A 60/40 mix of U.S. stocks and bonds generated a 13.6% return through the first six months of this year, “the best start for this portfolio since the first half of 1997,” according to a recent article in Fortune by Ben Carlson.
The article notes that this was just the eleventh time such a portfolio began the first half of the year with a double-digit return.
“This relationship might not make sense to those who assume stocks and bonds should move in different directions,” the article says, ” but the whole point of diversification is to combine assets that act differently during various market environments.” But investors, it explains, can sometimes confuse how to evaluate these correlations: “Most investors assume you want to own negatively correlated investments…But what you really want is assets that have a positive expected return profile with correlations that change over time depending on the market environment.”

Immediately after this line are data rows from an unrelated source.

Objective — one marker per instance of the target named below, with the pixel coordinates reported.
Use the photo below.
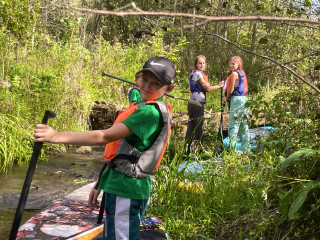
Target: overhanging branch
(199, 16)
(270, 59)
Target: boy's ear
(170, 88)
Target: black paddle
(179, 98)
(25, 190)
(219, 144)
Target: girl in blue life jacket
(237, 89)
(199, 86)
(126, 188)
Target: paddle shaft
(25, 190)
(179, 98)
(219, 143)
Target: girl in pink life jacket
(126, 197)
(237, 89)
(198, 85)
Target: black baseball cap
(162, 67)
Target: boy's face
(201, 64)
(233, 65)
(151, 88)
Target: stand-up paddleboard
(71, 218)
(65, 219)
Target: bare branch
(270, 59)
(206, 18)
(286, 63)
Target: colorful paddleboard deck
(68, 219)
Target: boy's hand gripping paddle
(25, 190)
(179, 98)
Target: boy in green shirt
(135, 145)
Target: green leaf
(284, 202)
(301, 154)
(307, 3)
(300, 197)
(263, 40)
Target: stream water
(60, 175)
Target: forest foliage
(53, 56)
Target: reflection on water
(54, 179)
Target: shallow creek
(60, 175)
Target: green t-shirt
(146, 123)
(135, 95)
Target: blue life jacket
(195, 87)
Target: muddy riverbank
(60, 175)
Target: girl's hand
(44, 133)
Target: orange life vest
(127, 159)
(240, 89)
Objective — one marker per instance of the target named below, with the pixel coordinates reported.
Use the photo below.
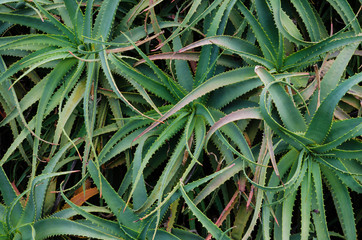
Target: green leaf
(343, 204)
(322, 119)
(206, 222)
(288, 112)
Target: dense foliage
(222, 119)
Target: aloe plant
(143, 130)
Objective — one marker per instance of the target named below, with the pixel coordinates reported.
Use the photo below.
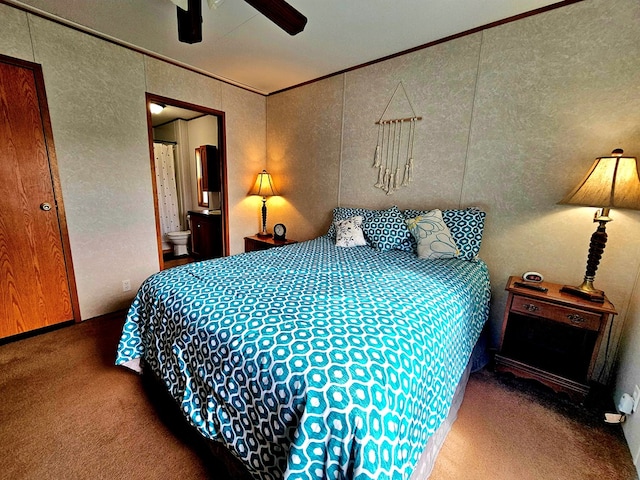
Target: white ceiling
(243, 47)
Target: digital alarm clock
(533, 277)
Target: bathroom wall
(512, 119)
(202, 131)
(96, 96)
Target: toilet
(179, 240)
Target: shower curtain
(167, 191)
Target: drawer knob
(575, 318)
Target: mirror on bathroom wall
(176, 134)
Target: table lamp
(264, 188)
(612, 182)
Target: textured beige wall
(304, 132)
(96, 95)
(512, 119)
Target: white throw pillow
(349, 232)
(432, 236)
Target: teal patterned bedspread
(312, 361)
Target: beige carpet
(67, 413)
(505, 434)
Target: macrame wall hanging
(396, 137)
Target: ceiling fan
(278, 11)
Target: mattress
(311, 360)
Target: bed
(315, 360)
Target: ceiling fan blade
(281, 13)
(190, 22)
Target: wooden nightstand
(251, 244)
(552, 337)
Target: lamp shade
(612, 182)
(264, 185)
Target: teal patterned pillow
(342, 213)
(432, 236)
(386, 230)
(466, 226)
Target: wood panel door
(36, 275)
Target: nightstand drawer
(559, 313)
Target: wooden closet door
(36, 276)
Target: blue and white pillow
(349, 232)
(466, 226)
(387, 230)
(432, 236)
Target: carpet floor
(67, 412)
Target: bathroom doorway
(183, 191)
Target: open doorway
(189, 176)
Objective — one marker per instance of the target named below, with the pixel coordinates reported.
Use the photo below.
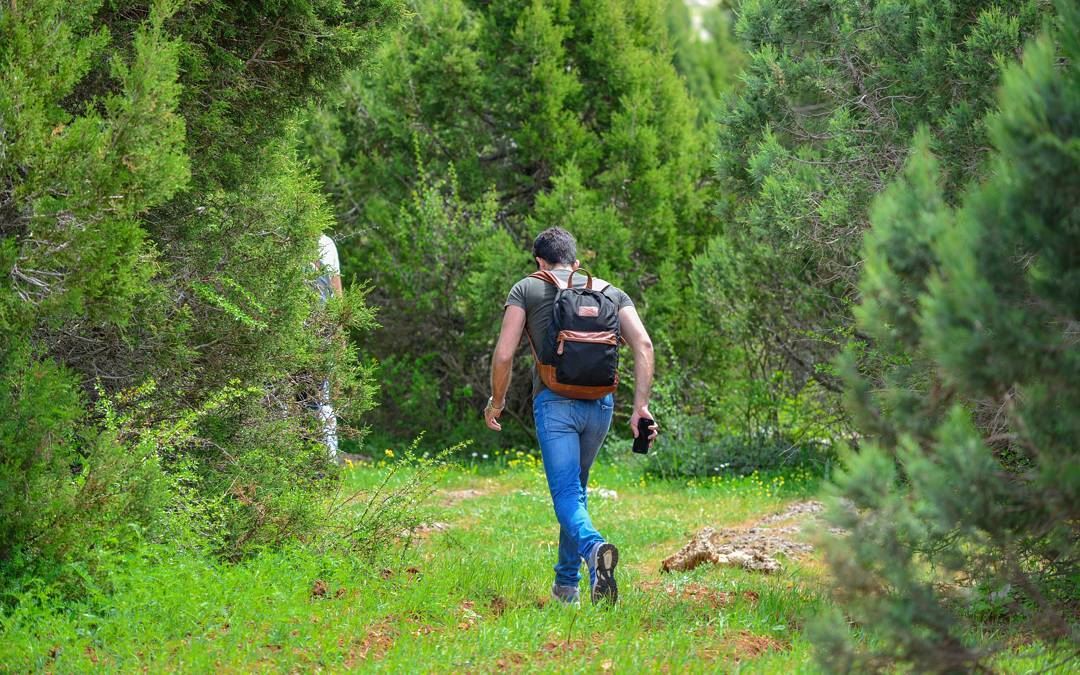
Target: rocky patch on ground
(754, 548)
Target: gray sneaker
(602, 564)
(567, 595)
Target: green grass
(472, 597)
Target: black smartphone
(642, 442)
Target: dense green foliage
(481, 124)
(157, 321)
(966, 505)
(844, 223)
(831, 97)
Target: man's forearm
(643, 375)
(501, 368)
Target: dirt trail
(753, 548)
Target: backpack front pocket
(589, 359)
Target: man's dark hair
(556, 246)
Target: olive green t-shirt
(537, 297)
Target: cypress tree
(157, 232)
(963, 509)
(548, 112)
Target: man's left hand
(491, 417)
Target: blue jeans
(570, 433)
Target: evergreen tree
(157, 320)
(549, 112)
(963, 510)
(833, 93)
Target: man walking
(570, 427)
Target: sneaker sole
(606, 589)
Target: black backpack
(579, 358)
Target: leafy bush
(158, 327)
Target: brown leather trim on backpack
(572, 391)
(547, 374)
(589, 279)
(606, 337)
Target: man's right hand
(639, 413)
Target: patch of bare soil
(752, 548)
(453, 497)
(741, 646)
(423, 530)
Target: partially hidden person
(328, 284)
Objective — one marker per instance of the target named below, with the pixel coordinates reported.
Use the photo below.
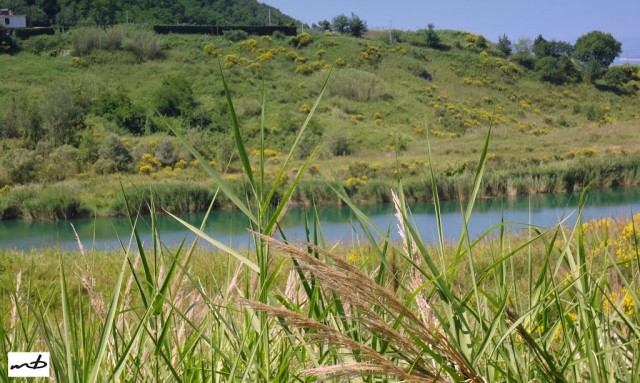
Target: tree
(114, 156)
(504, 45)
(553, 48)
(325, 25)
(432, 39)
(340, 24)
(598, 48)
(557, 70)
(522, 46)
(357, 26)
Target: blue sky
(555, 19)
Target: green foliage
(236, 35)
(544, 48)
(113, 156)
(357, 85)
(7, 45)
(353, 26)
(598, 48)
(117, 107)
(302, 40)
(63, 111)
(523, 46)
(166, 152)
(504, 45)
(432, 40)
(357, 26)
(340, 144)
(340, 24)
(21, 165)
(557, 70)
(61, 163)
(174, 97)
(616, 76)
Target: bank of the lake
(337, 223)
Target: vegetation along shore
(100, 119)
(89, 111)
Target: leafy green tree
(557, 70)
(523, 46)
(325, 25)
(616, 76)
(504, 45)
(63, 114)
(553, 48)
(432, 39)
(21, 165)
(340, 24)
(118, 107)
(114, 156)
(357, 26)
(597, 47)
(166, 152)
(174, 97)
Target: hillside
(81, 117)
(200, 12)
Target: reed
(555, 304)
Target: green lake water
(337, 223)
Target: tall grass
(556, 304)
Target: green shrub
(174, 97)
(21, 165)
(301, 40)
(118, 107)
(84, 40)
(557, 70)
(236, 35)
(616, 76)
(145, 45)
(114, 156)
(166, 153)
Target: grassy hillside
(90, 108)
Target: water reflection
(337, 223)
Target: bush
(21, 165)
(118, 107)
(557, 70)
(236, 35)
(302, 40)
(114, 156)
(166, 153)
(174, 97)
(62, 163)
(84, 40)
(145, 45)
(616, 76)
(340, 145)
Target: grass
(552, 304)
(535, 124)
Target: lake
(338, 223)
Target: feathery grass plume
(414, 350)
(417, 281)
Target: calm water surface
(337, 223)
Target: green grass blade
(108, 326)
(218, 244)
(242, 152)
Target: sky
(564, 20)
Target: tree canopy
(597, 48)
(106, 12)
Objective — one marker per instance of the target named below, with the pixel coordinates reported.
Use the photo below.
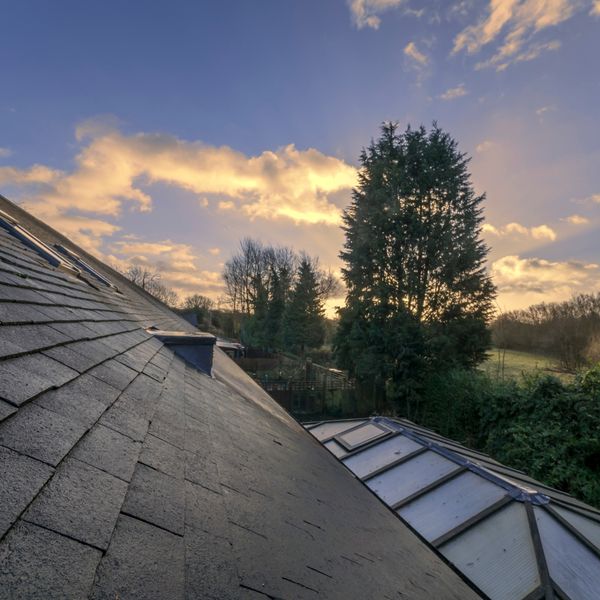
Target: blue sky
(161, 133)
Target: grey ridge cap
(511, 536)
(126, 472)
(183, 337)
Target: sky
(161, 133)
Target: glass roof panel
(361, 435)
(409, 477)
(574, 568)
(381, 454)
(589, 529)
(335, 448)
(497, 554)
(450, 504)
(326, 430)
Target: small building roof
(512, 536)
(127, 473)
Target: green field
(514, 363)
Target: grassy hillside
(514, 363)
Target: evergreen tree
(280, 284)
(304, 321)
(418, 296)
(253, 330)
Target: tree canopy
(278, 294)
(418, 295)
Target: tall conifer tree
(304, 323)
(418, 296)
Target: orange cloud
(524, 281)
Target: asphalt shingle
(156, 498)
(21, 478)
(24, 377)
(40, 433)
(108, 450)
(37, 564)
(142, 561)
(81, 502)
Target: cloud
(514, 24)
(484, 146)
(412, 52)
(540, 112)
(576, 220)
(541, 232)
(365, 13)
(113, 170)
(527, 280)
(177, 264)
(453, 93)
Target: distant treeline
(568, 331)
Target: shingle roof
(127, 473)
(512, 536)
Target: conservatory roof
(125, 472)
(511, 536)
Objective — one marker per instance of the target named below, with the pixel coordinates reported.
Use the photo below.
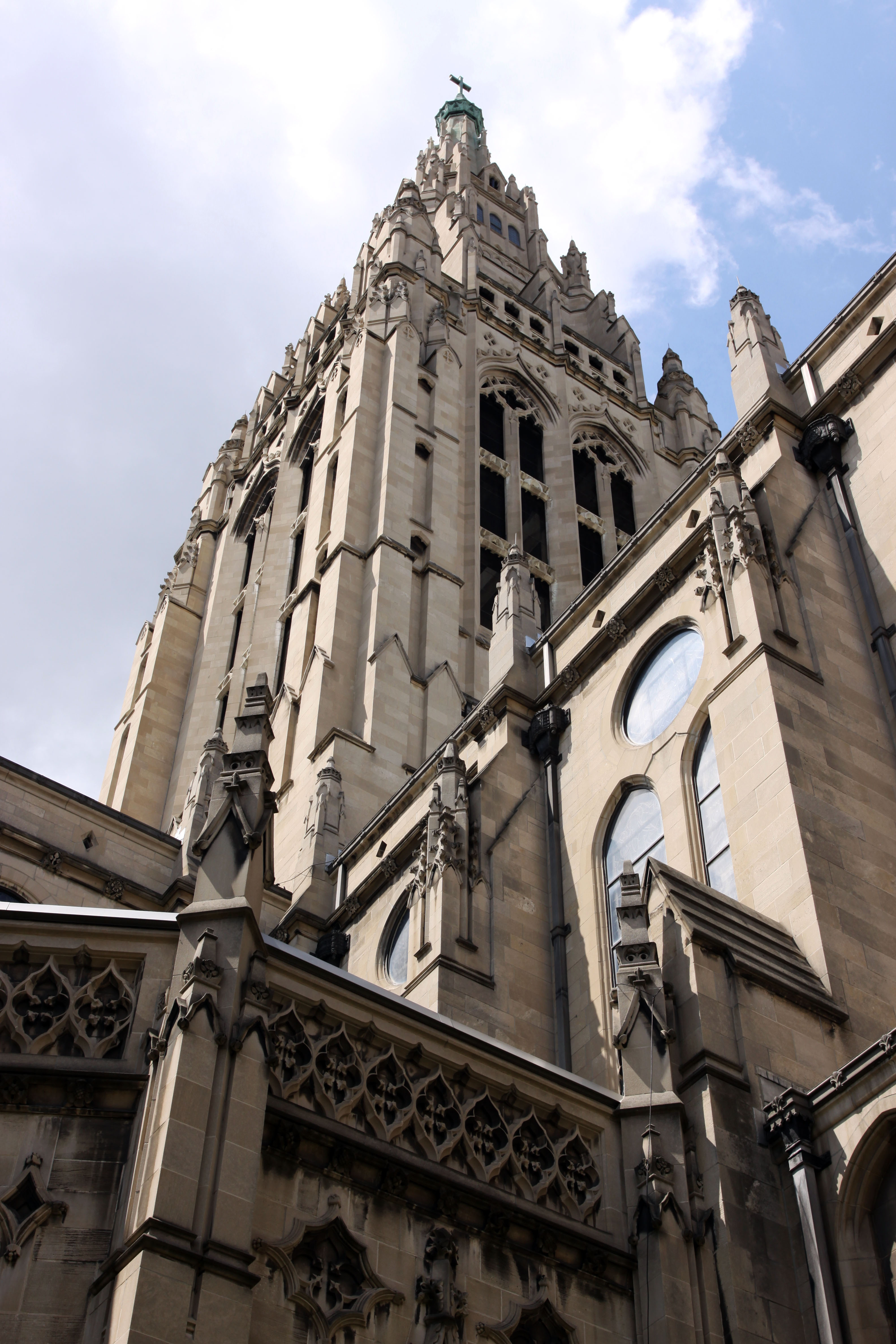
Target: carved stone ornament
(351, 1080)
(327, 1276)
(710, 573)
(50, 1011)
(23, 1207)
(441, 1307)
(664, 578)
(850, 385)
(746, 439)
(537, 1322)
(484, 718)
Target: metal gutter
(416, 1013)
(29, 913)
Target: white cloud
(612, 115)
(185, 179)
(801, 217)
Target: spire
(456, 109)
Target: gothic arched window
(531, 448)
(636, 834)
(623, 498)
(491, 425)
(663, 687)
(714, 831)
(397, 953)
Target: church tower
(467, 396)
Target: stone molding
(334, 1073)
(40, 1007)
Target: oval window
(663, 687)
(397, 955)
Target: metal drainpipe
(546, 732)
(821, 451)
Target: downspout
(546, 732)
(821, 451)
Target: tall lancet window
(714, 830)
(636, 834)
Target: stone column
(183, 1271)
(791, 1123)
(651, 1127)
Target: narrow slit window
(590, 553)
(492, 505)
(492, 425)
(490, 578)
(298, 561)
(636, 834)
(543, 591)
(284, 651)
(533, 448)
(535, 529)
(623, 498)
(248, 562)
(307, 480)
(586, 482)
(714, 830)
(234, 640)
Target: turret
(757, 353)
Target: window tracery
(714, 830)
(636, 834)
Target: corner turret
(755, 350)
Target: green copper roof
(457, 108)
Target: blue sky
(185, 181)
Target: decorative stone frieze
(414, 1108)
(494, 544)
(664, 578)
(327, 1276)
(495, 464)
(25, 1207)
(592, 521)
(72, 1011)
(534, 486)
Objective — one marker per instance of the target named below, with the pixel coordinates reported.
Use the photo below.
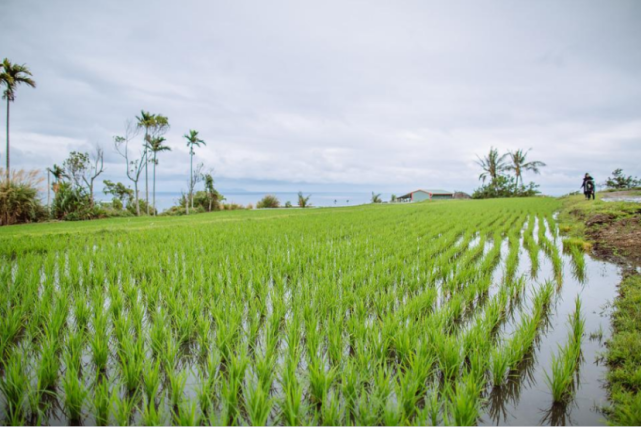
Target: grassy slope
(624, 349)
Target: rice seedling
(566, 361)
(102, 402)
(124, 407)
(367, 316)
(151, 415)
(13, 385)
(75, 393)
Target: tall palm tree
(519, 164)
(192, 141)
(146, 121)
(156, 146)
(12, 75)
(492, 165)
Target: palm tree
(192, 141)
(146, 121)
(520, 165)
(303, 201)
(492, 165)
(11, 76)
(156, 146)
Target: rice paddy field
(453, 312)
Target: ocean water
(165, 200)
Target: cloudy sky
(333, 95)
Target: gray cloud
(344, 94)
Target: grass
(624, 376)
(391, 314)
(624, 355)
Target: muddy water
(526, 399)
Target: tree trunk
(154, 184)
(191, 180)
(136, 197)
(8, 163)
(146, 176)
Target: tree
(303, 201)
(212, 194)
(96, 167)
(519, 164)
(192, 141)
(269, 201)
(119, 191)
(155, 125)
(59, 174)
(11, 76)
(156, 146)
(83, 169)
(620, 181)
(135, 166)
(492, 165)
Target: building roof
(437, 192)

The fact that the relationship between stocks and bonds is always changing is a good thing, the article argues. “The true time for bonds to shine in a portfolio is not when stocks are up but when they’re down, which is the only time you want the negative correlation to kick in.”
The article concludes that bonds can offer investors stability during times of market volatility, giving them the opportunity to “rebalance into falling stocks or use bond proceeds for spending needs.” The first half of the year was “about as good as it gets for investors in U.S. stocks and bonds. That won’t last forever. The good news is when the inevitable setback occurs in stocks, bonds tend to provide some shelter from the storm.”